A STROKE survivor has implored people to not ignore feeling unwell - after she spent three days in intensive care fighting to recover from a stroke she didn’t realise she was having.
Mandy Rylance was taken ill in September 2020 at Buzz Bingo, near Barnsley town centre, where she has worked for 39 years.
The 60-year-old, who helps manage a team of 35 staff at work, was rushed to Pinderfields Hospital in Wakefield where she was given intravenous blood clot treatment.
She said: “On the day I’d been at work since 8am - at 11.20am I went to check my emails and my son rang me, then at 11.50am I started to think ‘I don’t feel too good’.
“I didn’t have a headache or anything but I just got on the floor and touched my face and it didn’t feel right.
“One of the staff found me and phoned an ambulance - I became aware that I couldn’t talk properly.
“I just kept thinking ‘I don’t feel very well’.
“I was telling the staff to go back to work and not to worry, that I would be alright.
“Like a lot of people, I thought it would just go away.
“I was not even aware I was having a stroke - if I’d been at home I would have just laid on the bed and would never have got out of it again.”
She was then transferred to a specialist stroke ward where she stayed for 12 days, but Mandy’s urged people to get checked out if they feel something is amiss.
She added: “I couldn’t use my left arm and lost some sight in one eye.
“When you’ve had a stroke, everything’s strange - it feels like you’ve been abducted by aliens.”
When she returned home to Royston she was cared for by South West Yorkshire Partnership NHS Foundation Trust’s award-nominated Integrated Community Stroke Rehabilitation Service.
Mandy, who has a son and is grandma to a five-year-old, said: “The team never missed a day with me and helped me through exercises to build up strength in my arm and leg.
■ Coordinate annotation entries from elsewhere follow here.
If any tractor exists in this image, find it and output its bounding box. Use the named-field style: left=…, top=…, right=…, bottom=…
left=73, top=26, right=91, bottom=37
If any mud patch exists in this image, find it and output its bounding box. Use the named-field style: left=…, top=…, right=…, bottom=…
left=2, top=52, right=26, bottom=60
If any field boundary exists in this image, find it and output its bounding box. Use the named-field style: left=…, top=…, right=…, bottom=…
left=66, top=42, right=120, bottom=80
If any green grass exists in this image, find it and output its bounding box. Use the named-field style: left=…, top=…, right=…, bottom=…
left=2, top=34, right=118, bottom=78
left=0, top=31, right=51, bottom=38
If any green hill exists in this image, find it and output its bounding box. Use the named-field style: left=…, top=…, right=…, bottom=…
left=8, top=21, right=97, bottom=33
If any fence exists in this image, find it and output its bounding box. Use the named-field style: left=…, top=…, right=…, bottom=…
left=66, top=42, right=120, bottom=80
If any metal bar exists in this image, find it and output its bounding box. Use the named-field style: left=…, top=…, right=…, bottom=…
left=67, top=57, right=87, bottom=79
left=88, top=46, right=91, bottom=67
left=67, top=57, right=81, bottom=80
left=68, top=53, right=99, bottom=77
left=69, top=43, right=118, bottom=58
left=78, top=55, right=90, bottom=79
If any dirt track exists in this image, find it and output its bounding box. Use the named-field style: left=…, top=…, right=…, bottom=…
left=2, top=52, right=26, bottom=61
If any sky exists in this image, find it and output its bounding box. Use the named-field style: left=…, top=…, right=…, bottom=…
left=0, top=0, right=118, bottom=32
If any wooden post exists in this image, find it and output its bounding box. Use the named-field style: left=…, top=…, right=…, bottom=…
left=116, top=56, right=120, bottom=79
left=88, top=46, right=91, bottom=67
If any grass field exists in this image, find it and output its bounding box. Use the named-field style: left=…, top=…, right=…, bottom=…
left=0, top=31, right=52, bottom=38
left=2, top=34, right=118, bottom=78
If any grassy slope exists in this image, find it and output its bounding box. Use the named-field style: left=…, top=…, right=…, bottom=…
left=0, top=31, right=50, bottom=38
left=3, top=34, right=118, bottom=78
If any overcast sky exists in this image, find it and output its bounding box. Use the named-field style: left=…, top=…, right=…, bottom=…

“I’ve got a walking stick now and although I drop things all the time, I’ve managed to do a phased return to work and am now back full-time which is great as I love my job.
“I want to spread the word that I didn’t expect stroke to be like what happened to me.
“People in Barnsley don’t come to hospital as quickly as they should when they’re having a stroke.
“It might be something about being ‘tough’ which is a Barnsley tradition, but stroke is treatable and the sooner you receive treatment, the better the outcome.
“Don’t put off seeking medical care.”
Data shows the average time from onset of stroke symptoms to first medical presentation for Barnsley patients is approximately 15 hours, which compares with a national and a regional average of 3.5 hours.
Consultant James Griffiths said: “We know that the people of Barnsley are stoic and sometimes don’t want to bother anyone but it is vitally important that, if they notice symptoms of a stroke - facial droop, arm or leg weakness or speech difficulty - they must dial 999.
“This will give them the best chance of receiving the best possible care.
“As with most conditions, getting the right patient to the right specialist at the right time is crucial in ensuring we get the best possible outcomes for Barnsley stroke patients.”